In mice and humans, the neural tube caudal to the midsacral region is continuous with the caudal end of the primary neural tube but forms by a distinct process, termed secondary neurulation . This process involves condensation of a population of tail bud--derived cells to form an epithelial rod that undergoes canalization to form the lumen of the tube in the lower sacral and coccygeal regions. Malformations resulting from disturbance of secondary neurulation are closed (skin covered) and often involve tethering of the spinal cord, with associated ectopic lipomatous material

Causes: NTDs are among the most common birth defects worldwide with a prevalence that varies from 0.5 to more than 10 per 1,000 pregnancies. This variance likely reflects differing contributions from risk factors such as nutritional status, prevalence of obesity and diabetes, usage of folic acid supplementation and/or fortification, the presence of environmental toxicants, and differing genetic predisposition among ethnic groups.

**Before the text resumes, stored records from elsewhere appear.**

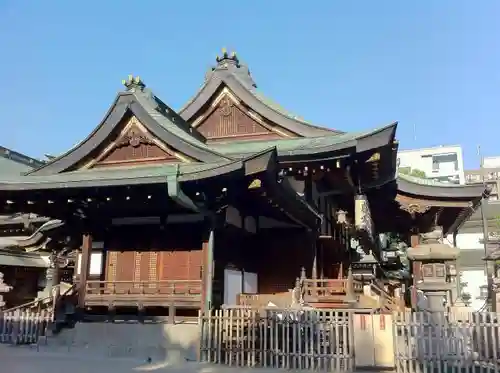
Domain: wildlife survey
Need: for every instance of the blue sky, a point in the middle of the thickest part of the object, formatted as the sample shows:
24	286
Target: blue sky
432	65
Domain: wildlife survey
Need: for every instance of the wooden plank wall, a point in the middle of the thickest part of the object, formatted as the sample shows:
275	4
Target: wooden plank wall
156	257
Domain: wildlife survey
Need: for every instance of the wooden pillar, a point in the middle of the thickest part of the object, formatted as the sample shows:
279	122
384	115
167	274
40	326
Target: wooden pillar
208	267
84	269
415	270
314	270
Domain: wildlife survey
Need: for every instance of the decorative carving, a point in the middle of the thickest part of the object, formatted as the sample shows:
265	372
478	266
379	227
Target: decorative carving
133	83
362	215
4	288
134	138
226	107
414	208
436	236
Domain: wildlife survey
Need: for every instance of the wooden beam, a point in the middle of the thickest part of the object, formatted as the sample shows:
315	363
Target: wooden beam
84	269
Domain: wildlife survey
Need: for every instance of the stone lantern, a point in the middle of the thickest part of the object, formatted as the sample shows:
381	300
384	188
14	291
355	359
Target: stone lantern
434	257
365	268
4	288
493	257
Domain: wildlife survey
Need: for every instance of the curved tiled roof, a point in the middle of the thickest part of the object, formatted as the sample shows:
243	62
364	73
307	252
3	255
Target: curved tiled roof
236	76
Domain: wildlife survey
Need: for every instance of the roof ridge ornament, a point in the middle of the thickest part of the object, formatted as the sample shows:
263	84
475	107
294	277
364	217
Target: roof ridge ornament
134	83
227	58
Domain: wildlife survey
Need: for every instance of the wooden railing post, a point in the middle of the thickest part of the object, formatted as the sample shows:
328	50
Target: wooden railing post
85	268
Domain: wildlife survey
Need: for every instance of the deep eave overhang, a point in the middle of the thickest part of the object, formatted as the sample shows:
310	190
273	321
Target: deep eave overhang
310	150
125	102
219	79
471	194
467	192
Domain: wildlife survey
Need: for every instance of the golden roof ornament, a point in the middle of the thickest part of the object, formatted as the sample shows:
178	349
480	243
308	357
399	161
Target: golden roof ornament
226	57
132	83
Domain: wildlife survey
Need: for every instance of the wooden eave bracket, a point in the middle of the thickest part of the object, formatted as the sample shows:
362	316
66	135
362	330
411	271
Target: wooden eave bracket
178	196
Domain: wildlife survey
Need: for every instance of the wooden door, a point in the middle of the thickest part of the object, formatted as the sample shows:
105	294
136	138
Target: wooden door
181	265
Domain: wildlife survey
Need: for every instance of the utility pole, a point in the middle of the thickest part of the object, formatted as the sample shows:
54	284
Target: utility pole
484	218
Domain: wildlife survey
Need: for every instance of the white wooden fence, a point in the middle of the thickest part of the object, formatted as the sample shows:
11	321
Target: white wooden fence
334	340
23	326
272	338
442	343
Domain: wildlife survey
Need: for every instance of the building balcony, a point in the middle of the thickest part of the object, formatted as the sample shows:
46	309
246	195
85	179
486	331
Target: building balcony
170	293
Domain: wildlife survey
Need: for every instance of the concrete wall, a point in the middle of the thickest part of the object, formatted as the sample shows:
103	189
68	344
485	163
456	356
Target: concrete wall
473	276
155	342
422	159
373	341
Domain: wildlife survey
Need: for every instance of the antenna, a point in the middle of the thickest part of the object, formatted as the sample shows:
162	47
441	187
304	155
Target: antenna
480	155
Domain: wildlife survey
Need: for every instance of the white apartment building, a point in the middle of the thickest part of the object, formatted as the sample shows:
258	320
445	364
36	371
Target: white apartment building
441	163
445	164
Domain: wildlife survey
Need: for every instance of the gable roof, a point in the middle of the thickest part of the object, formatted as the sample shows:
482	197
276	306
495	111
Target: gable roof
236	76
154	114
309	146
14	163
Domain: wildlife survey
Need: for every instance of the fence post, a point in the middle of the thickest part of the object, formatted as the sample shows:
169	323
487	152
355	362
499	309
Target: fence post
16	326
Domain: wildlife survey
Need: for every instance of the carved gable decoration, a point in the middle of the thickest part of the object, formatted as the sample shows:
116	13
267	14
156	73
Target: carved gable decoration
133	145
230	120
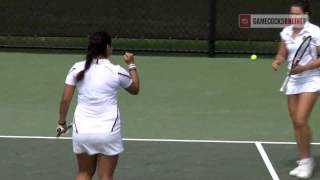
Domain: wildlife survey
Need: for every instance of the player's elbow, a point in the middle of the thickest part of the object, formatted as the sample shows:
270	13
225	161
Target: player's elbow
135	91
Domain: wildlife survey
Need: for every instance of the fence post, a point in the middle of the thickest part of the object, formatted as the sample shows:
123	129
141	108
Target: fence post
212	28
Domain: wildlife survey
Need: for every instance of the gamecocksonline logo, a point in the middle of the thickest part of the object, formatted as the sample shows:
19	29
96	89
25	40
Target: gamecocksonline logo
271	20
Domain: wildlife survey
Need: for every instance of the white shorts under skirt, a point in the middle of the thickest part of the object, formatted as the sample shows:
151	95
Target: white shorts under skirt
310	84
109	144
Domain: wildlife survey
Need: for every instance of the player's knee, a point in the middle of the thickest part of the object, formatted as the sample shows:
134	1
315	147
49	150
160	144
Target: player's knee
86	174
300	123
105	177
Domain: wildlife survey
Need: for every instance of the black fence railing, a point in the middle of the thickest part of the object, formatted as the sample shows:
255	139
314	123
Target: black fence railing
206	26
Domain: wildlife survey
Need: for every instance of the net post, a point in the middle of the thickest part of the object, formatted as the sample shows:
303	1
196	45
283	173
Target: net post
212	28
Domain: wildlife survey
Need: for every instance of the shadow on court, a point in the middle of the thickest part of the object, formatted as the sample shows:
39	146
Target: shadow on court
283	158
35	159
50	159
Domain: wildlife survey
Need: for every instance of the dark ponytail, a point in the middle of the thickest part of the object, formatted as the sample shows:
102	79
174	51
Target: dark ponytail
98	43
304	5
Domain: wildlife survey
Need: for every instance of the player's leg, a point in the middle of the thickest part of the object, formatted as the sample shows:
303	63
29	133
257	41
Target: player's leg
106	166
87	166
292	107
301	123
303	109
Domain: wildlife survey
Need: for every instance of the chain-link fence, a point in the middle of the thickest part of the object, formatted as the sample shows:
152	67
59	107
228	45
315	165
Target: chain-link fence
206	26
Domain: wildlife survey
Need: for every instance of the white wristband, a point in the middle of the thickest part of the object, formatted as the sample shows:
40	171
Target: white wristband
132	66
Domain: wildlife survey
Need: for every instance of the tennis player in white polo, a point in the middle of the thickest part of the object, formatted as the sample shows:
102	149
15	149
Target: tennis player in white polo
96	138
303	86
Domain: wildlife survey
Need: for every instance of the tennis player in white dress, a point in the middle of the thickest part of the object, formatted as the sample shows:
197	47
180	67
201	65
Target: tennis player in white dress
304	84
96	138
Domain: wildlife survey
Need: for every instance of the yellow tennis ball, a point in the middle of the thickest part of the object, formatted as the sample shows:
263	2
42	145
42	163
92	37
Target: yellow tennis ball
254	57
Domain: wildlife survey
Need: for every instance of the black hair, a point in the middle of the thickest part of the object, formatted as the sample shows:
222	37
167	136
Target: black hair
304	5
97	46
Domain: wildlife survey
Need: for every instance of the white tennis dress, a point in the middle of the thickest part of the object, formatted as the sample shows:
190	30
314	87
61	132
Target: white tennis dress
96	126
308	81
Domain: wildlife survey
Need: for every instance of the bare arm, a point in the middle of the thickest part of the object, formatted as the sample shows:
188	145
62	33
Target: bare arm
281	56
65	103
135	86
313	65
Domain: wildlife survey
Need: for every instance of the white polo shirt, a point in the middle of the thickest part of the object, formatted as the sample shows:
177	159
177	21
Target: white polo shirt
97	108
293	45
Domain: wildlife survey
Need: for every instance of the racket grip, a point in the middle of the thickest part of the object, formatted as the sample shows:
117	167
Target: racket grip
59	130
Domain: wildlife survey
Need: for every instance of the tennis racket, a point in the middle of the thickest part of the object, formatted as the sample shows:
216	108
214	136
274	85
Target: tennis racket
61	131
296	59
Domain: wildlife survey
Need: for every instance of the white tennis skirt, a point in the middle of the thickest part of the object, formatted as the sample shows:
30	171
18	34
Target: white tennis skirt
109	144
302	85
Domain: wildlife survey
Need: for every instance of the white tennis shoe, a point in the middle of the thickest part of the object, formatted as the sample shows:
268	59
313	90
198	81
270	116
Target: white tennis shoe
304	169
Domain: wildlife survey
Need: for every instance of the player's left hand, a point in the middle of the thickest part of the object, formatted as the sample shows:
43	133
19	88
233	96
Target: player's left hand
298	69
61	128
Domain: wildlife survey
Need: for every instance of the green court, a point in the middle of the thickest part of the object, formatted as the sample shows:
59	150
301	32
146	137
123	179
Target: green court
195	118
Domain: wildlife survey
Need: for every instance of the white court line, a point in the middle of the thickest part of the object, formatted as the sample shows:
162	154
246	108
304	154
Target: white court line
267	161
162	140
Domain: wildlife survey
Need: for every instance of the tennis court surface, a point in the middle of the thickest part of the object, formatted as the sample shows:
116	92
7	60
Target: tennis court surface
196	118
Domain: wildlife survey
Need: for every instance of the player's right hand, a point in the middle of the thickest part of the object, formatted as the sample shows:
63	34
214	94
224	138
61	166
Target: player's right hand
61	128
275	65
128	58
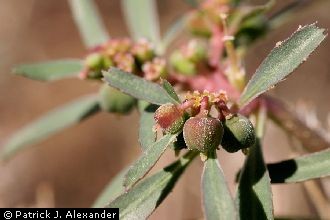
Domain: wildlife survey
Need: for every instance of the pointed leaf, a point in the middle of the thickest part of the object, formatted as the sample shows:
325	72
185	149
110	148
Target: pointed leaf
254	196
50	124
147	160
140	201
51	70
114	189
170	90
302	168
282	60
147	134
89	22
217	200
137	86
142	19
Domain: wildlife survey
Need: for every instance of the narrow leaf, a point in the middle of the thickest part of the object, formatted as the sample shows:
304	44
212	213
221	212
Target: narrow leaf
114	189
254	196
254	193
170	90
142	19
147	160
50	124
89	22
302	168
140	201
147	134
282	60
137	87
217	200
51	70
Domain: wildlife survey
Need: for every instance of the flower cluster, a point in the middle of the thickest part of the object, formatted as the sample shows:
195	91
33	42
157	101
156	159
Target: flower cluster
203	131
135	57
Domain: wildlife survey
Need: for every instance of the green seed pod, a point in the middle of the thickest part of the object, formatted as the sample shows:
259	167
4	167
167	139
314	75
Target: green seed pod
238	133
112	100
202	133
179	143
182	64
169	118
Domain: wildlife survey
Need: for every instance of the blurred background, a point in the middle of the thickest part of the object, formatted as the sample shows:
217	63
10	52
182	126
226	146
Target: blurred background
71	168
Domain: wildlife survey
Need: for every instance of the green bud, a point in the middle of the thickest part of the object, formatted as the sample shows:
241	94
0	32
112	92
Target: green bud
169	118
179	143
202	133
238	133
182	64
112	100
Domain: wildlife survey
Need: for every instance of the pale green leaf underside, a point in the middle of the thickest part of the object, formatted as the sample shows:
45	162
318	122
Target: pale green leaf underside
147	134
217	200
282	60
140	201
50	70
137	87
50	123
114	189
302	168
89	22
147	160
142	19
254	195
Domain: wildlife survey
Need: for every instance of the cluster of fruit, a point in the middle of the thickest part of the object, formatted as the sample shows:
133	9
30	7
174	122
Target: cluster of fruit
200	130
134	57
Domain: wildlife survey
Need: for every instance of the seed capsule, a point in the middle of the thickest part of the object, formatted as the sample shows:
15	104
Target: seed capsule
238	134
112	100
202	133
169	118
182	64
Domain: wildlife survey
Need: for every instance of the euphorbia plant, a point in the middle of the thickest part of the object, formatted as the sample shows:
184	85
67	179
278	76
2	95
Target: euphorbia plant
195	100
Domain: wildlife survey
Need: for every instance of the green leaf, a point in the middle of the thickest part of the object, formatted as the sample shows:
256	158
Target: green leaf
137	87
114	189
254	196
282	60
140	201
147	160
147	135
217	200
142	19
50	124
89	22
302	168
170	90
51	70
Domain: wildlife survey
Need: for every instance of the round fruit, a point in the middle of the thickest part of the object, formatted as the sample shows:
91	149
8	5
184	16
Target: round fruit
112	100
169	118
182	64
238	133
202	133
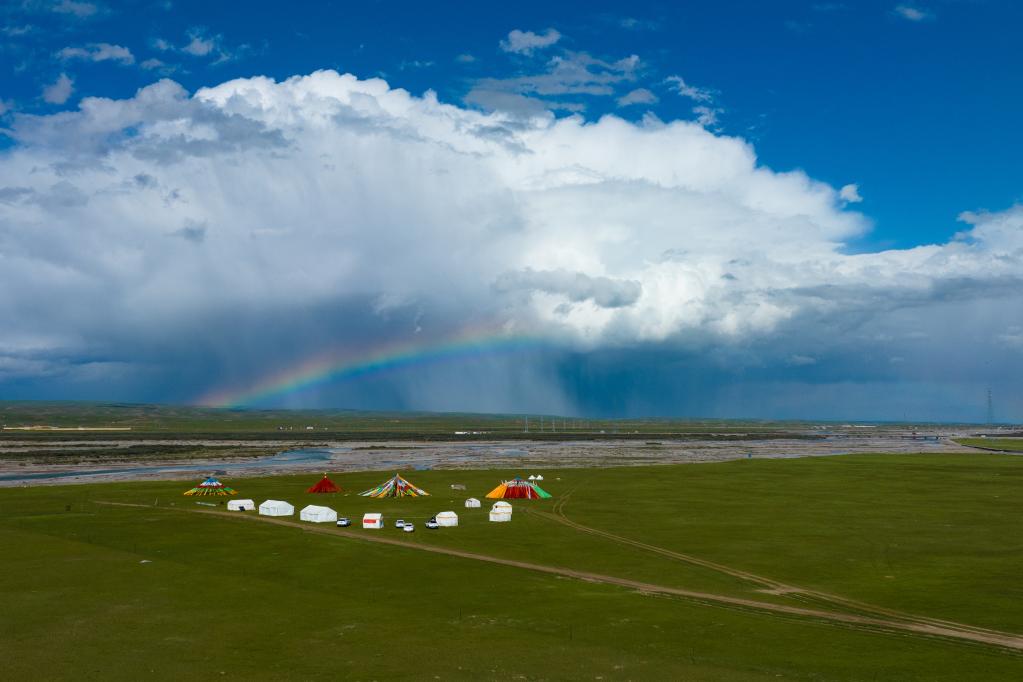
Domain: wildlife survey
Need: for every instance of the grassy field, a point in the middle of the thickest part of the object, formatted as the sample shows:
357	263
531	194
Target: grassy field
1004	444
937	536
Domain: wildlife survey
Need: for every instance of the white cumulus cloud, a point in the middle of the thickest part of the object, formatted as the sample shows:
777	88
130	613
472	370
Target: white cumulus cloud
59	91
98	52
129	227
527	42
850	193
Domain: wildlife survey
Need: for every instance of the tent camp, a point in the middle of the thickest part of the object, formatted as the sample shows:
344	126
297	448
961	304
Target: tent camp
318	514
447	518
518	489
275	508
500	512
395	487
211	487
324	485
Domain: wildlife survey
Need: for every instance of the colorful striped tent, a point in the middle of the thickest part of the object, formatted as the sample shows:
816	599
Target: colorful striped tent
395	487
324	485
519	489
212	487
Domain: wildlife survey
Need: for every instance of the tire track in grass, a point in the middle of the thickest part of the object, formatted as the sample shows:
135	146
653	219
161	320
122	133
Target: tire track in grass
767	584
1003	640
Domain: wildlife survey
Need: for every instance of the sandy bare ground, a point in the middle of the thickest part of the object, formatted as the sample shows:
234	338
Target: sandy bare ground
926	627
356	456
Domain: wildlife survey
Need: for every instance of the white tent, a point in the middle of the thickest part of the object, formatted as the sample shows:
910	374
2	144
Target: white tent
447	518
275	508
318	514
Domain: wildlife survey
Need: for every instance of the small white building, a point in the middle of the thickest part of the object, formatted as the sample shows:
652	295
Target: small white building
318	514
447	518
501	506
276	508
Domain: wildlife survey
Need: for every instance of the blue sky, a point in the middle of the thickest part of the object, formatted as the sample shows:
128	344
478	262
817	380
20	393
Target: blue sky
907	112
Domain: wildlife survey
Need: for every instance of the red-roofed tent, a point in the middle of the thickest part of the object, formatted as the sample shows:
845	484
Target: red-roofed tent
324	486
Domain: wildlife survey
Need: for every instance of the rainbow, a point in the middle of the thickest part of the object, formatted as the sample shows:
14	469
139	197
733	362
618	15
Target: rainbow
335	366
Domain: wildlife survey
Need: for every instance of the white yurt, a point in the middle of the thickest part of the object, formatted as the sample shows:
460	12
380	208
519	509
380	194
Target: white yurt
500	516
447	518
318	514
275	508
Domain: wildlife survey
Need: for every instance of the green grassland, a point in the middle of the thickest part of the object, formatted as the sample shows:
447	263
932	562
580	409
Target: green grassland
1003	444
938	536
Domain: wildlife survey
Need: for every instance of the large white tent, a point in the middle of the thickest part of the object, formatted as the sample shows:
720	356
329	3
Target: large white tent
500	512
500	516
276	508
447	518
318	514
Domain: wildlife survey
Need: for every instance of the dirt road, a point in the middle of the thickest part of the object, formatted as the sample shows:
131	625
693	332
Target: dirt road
948	630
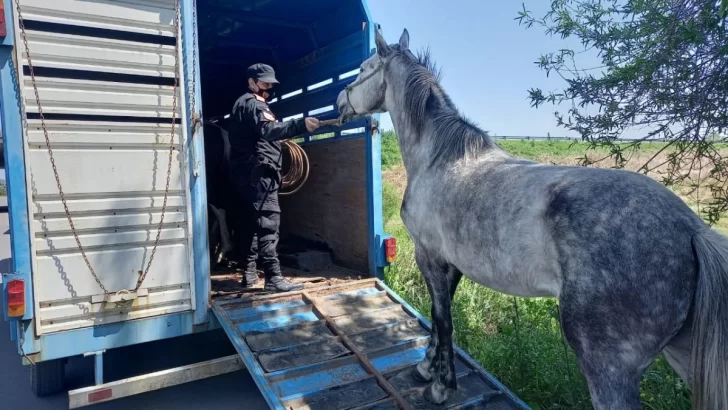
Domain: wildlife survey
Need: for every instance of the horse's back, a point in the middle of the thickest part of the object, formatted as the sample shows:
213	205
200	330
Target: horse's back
629	270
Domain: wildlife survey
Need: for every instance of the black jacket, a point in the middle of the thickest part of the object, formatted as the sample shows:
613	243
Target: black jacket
255	148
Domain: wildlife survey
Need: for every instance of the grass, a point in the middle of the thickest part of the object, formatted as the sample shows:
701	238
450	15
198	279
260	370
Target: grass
518	340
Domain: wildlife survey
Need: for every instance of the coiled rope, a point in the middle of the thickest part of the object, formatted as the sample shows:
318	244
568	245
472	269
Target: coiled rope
298	169
297	173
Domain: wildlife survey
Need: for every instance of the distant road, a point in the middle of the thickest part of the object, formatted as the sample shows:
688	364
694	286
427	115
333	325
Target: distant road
234	391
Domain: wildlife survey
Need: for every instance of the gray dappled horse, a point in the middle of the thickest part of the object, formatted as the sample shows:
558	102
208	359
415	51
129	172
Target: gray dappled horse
635	270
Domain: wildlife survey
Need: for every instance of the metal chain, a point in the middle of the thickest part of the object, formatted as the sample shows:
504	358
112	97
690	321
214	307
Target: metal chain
192	94
171	138
53	162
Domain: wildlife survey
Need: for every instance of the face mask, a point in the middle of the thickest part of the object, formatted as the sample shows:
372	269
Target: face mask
271	92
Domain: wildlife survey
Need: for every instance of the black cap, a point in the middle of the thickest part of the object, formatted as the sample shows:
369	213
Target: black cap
262	72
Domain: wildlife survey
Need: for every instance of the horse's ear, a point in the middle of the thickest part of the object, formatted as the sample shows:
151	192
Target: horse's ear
404	40
382	46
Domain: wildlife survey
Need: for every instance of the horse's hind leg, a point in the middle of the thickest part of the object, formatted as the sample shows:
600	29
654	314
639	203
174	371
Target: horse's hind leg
442	281
678	352
613	354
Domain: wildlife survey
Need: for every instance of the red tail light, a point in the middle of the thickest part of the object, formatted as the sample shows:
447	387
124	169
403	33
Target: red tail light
390	249
15	297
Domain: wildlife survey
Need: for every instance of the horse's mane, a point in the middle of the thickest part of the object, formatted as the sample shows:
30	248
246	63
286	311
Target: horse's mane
424	99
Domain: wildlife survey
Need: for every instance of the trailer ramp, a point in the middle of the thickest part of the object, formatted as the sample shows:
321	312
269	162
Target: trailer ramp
345	346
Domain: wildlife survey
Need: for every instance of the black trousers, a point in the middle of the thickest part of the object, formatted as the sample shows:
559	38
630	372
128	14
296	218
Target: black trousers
258	225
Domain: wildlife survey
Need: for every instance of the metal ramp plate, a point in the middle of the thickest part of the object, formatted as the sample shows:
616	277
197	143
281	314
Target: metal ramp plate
346	346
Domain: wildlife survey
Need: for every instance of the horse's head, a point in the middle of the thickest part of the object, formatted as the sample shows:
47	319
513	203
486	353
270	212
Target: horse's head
366	95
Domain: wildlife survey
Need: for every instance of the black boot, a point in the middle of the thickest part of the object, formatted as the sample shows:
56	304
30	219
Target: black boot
278	283
249	279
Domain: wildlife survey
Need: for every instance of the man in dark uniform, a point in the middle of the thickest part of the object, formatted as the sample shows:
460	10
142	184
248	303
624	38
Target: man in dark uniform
255	170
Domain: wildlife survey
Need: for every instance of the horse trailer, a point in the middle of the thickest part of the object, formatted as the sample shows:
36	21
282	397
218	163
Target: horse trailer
110	179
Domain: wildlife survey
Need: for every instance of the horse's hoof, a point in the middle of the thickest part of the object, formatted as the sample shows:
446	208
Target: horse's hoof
436	393
420	375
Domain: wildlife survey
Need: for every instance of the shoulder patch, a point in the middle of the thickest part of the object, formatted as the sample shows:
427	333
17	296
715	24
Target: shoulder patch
268	115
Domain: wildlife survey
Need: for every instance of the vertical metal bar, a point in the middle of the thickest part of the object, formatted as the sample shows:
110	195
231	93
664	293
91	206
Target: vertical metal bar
198	189
99	368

In most populations, there is also a striking gender bias: Anencephaly is more prevalent among females than males. Many NTD mouse strains also show a female preponderance among cranial NTDs, apparently reflecting a fundamental higher sensitivity of cranial neural tube closure to disturbance in female embryos. Overall, although studies have identified numerous risk factors, these may account for less than half of NTDs, suggesting that additional genetic and nongenetic factors remain to be identified.